After Katrina, the Children’s Health Fund, a non-profit group that provides health care to children, dispatched mobile clinics across the Gulf Coast, including one outside Renaissance Village in Baton Rouge, then the largest Federal Emergency Management Agency trailer park in the region. The Children’s Health Fund used medical data gathered from that clinic to conduct the survey, according to Irwin Redlener, president of the group and the study’s author. One of the most alarming findings: 41% of children younger than four were diagnosed with iron-deficiency anemia, more than double the rate of children living in New York City homeless shelters. This appears to be a very big problem that has not been focused on at all in the Gulf Coast.
Dr. Heidi Sinclair, a Baton Rouge pediatrician who helped run the Children’s Health Fund clinic there, says she saw disturbingly high rates of respiratory problems and skin rashes among children. Dr. Sinclair said that when she began testing for iron-deficiency ‘ a condition that can lead to fatigue, attention-deficit disorder and skin ailments ‘ she thought the machines used to test were malfunctioning because the rates were so consistently high. She says, “the main problem is there’s been such a lack of stability.” This year, the Centers for Disease Control and Prevention said it would launch a long-term study of children who resided in federally-issued trailers and mobile homes in Louisiana and Mississippi, hundreds of which were found to have high levels of toxins, such as formaldehyde.
After Renaissance Village was emptied this summer, the children and their families relocated to permanent or other temporary housing.

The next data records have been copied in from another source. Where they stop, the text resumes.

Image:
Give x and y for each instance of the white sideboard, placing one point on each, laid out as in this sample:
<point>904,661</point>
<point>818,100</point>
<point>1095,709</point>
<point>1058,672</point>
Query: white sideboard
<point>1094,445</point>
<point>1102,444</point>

There are still at least 9,300 families in trailers and 1,600 in hotel rooms across the Gulf Coast, according to FEMA. It’s said that the children in the Children’s Health Fund study are probably some of the sickest of the estimated 30,000 children living in trailers and temporary housing in the region. Many other displaced children could experience similar symptoms. There is no telling how many children have been affected. Many of the children have not been seen by a doctor or been tested.